In cucina ho sperimentato una sorta di pane in pasta quasi naturale da adoperare come base per la pizza e soprattutto per lo sfincione palermitano. Si tratta di un procedimento laborioso, che può durare 12 o 24 ore, in base al tempo a disposizione. Si impasta 1 kg di farina(semola)con 650 grammi di acqua, sale q.b. e si lascia a riposo per 4 ore; dopo la siesta si aggiungono 2 grammi di lievito di birra e 2 cucchiai di olio di oliva e ogni 30 minuti per 3 ore si lavora l’impasto facendo incamerare aria. A questo punto l’impasto va in frigo per 2 ore coperto da un foglio di pellicola. Terminata la refrigerazione, pirlando si creano dei panetti di 250 gr. e si lasciano lievitare a temperatura ambiente per 3 ore. Si procede quindi con la spianatura e l’aggiunta dei condimenti e poi in forno pre-riscaldato a 240 gradi. Il panpizza cotto risulterà molto morbido e bucherellato al suo interno come fosse emmental e all’esterno con un corposo cornicione, appetibile tanto quanto il resto. Tutto il procedimento si può realizzare in 24 ore, estendendo i tempi e usando farine altamente proteiche, ma sono già faticose 12 ore, figurarsi 24!

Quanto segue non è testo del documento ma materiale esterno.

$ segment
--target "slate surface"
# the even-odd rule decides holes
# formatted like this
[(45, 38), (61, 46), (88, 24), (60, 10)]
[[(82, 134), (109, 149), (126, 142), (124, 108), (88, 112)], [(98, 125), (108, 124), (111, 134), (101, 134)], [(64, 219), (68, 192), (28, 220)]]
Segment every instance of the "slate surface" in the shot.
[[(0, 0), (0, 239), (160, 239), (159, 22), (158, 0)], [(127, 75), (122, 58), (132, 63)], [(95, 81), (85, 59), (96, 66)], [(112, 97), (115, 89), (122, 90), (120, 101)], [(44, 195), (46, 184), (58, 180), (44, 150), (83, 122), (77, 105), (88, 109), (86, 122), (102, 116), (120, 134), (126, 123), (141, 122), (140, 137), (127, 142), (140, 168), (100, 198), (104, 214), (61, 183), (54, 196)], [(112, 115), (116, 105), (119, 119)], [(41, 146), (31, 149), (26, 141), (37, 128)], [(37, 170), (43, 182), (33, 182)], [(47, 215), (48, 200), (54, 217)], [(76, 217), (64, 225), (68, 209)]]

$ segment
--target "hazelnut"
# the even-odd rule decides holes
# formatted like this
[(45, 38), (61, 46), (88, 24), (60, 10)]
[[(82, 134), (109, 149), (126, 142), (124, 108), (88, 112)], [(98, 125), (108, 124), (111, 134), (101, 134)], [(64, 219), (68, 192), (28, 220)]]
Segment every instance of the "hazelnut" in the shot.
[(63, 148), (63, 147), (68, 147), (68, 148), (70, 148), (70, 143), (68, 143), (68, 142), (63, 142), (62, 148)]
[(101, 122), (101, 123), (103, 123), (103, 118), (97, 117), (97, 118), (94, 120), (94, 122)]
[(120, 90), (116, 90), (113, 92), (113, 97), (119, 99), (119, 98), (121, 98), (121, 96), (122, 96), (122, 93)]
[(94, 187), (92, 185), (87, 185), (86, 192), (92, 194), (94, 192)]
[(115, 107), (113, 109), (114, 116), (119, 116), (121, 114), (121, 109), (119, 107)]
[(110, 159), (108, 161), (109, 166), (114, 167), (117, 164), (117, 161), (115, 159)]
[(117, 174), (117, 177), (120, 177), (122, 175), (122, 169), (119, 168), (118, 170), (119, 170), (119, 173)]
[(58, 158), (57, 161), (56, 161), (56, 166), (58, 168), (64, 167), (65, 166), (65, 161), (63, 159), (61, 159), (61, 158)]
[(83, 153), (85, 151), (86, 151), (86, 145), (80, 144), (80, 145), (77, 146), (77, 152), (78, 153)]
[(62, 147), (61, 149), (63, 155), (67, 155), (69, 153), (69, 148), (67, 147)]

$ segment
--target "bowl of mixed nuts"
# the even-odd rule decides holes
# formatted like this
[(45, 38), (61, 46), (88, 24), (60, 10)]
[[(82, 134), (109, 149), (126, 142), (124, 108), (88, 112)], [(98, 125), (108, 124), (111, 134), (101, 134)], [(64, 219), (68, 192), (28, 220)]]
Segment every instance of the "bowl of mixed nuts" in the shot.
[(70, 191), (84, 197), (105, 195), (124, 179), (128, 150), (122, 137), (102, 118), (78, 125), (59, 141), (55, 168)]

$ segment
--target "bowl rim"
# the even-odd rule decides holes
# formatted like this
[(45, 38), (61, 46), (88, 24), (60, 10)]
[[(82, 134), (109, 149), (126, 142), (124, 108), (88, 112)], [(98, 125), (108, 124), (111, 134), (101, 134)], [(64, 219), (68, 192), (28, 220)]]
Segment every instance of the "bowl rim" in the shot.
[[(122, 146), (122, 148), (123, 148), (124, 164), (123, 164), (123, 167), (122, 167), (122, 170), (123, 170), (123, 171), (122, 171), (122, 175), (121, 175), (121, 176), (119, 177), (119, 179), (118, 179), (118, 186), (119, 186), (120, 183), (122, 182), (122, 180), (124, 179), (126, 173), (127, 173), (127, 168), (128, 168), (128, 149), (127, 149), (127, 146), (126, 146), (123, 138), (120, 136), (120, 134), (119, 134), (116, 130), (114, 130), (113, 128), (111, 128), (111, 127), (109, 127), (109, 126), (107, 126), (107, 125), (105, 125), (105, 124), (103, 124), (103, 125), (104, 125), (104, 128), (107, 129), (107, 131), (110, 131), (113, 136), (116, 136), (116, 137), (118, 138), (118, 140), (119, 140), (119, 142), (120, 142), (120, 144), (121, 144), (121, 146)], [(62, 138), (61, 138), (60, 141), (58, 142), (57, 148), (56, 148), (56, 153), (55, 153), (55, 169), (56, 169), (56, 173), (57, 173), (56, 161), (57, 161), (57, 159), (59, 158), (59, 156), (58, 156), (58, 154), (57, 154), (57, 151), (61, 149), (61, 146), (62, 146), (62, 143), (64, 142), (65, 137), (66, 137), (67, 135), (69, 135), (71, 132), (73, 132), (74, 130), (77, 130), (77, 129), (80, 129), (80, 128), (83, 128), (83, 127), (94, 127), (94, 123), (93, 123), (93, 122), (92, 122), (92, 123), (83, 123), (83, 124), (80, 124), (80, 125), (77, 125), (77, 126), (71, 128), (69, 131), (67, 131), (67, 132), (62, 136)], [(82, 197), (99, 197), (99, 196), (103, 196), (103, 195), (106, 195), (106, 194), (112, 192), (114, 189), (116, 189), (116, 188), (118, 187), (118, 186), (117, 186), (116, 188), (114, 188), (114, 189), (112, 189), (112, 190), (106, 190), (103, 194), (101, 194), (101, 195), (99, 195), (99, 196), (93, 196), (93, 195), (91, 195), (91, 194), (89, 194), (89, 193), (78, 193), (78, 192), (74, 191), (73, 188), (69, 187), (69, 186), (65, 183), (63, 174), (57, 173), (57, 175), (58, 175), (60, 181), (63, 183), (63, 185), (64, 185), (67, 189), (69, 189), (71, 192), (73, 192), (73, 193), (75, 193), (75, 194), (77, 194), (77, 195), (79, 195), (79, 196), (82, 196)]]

Tramonto sull’Isolotto delle Femmine(Pa), che sono riuscito a fotografare per pura fortuna ieri sera anche grazie alla presenza di amici, che come me sono appassionati di fotografia. Ciascuno di noi ha scelto un punto di vista particolare per ritrarlo; a me è piaciuto approfittare della presenza di un arbusto di oleandri dai fiori rosa, per tentare di creare un gioco di “vedo”-“non vedo”, dando l’impressione che la pallina infuocata del sole si fosse nascosta tra le fronde dell’arbusto(foto n. 2 dall’alto), ma poi non ho resistito alla bellezza di tutto il paesaggio e quindi via con una foto panoramica. Un particolare grazie va alla nuvola posizionata a sinistra dell’isolotto, perché ha reso un po’ più poetico il quadretto. Il mare sotto quella luce sfoderava un blu tenebroso, striato a malapena dai riflessi del sole morente, qua e là solcato da qualche sparuta barca in partenza per una battuta di pesca. Anche un aereo ha sorvolato l’isolotto delle Femmine, ma ho preferito lasciare intonso il paesaggio marino e dedicarmi alla luce vespertina e alla sua calda tavolozza di colori.